What I actually think, fiction notwithstanding, is a glitch in the memory part of my brain. Sort of like deja vu, except the opposite. But then again, I have absolutely no proof that the multiverse thing exists, so I am leaving that one open.

Yeah, this is the shit I think about. I think it's because I write fiction, especially fantasy and sci-fi. I've trained myself to ask myself intriguing questions and following the path of something cool till I hit upon something even cooler. Sometimes, my brain is a strange place. I've always thought that being a writer meant having a  flexible concept of reality.

So what does a novel have to do with this? Well, one, I'd love to write one exploring this concept. Dan Rix, one of my favorite authors, wrote a book similar to this where there were countless alternate universes and you could remember what the alternate!yous did. I reread that book every couple years or so. Never get tired of it.

The TV show Fringe also had an alternate universe. The interesting part about that was that the alternate universe was ever so slightly different from ours. Mundane things had different names, cities were spelled differently, there were different people high up in government...so much fun.
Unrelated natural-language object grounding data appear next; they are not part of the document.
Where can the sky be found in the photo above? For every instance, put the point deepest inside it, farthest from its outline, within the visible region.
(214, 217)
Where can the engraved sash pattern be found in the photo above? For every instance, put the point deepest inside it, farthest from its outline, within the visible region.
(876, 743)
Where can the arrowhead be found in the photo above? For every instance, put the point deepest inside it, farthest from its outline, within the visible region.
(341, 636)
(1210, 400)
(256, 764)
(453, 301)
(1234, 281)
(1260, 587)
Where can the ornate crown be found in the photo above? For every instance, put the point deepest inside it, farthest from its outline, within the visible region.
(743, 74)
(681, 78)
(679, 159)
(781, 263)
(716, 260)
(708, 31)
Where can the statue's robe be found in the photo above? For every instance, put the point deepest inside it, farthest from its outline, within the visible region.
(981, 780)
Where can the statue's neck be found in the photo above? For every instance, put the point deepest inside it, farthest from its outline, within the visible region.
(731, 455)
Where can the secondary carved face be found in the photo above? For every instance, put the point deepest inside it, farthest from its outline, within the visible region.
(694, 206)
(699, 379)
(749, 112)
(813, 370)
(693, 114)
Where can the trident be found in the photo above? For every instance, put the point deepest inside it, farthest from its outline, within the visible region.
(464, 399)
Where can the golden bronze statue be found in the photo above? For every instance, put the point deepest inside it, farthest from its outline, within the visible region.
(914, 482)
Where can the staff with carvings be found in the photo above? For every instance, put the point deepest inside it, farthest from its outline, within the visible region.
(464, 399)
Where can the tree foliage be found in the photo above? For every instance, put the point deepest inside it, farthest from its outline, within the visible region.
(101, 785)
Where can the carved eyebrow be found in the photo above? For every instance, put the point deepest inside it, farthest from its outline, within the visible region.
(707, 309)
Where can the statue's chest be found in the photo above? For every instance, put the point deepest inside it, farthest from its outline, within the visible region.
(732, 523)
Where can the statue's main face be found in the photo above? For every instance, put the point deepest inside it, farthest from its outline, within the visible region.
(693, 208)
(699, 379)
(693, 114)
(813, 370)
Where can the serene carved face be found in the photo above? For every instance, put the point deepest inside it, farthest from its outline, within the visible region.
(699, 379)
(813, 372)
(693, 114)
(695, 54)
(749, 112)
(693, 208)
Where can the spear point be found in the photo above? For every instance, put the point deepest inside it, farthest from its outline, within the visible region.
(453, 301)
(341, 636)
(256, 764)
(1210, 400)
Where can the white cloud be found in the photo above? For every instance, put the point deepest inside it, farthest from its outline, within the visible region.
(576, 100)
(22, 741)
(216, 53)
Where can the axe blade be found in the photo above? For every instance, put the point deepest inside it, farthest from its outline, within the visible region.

But there's also a book of my own that has an alternate universe in it. Maybe several. And, in it, the characters can see what the alternates are doing. It's part of a supernatural thriller/mystery/erotica thing I've been working on on and off on since 2010. The alternate universe has alternate!main character 1 and alternate!main character 2 in it, but neither knows of each other's existence aside from those moments when they "see" each other. It's fascinating, fun, thought provoking, and I love it.

I just have to finish it. That would be a good thing. It is almost done.

What do you think of all this? Is my brain just weird, or is something truly extraordinary at play here? Let's talk in comments.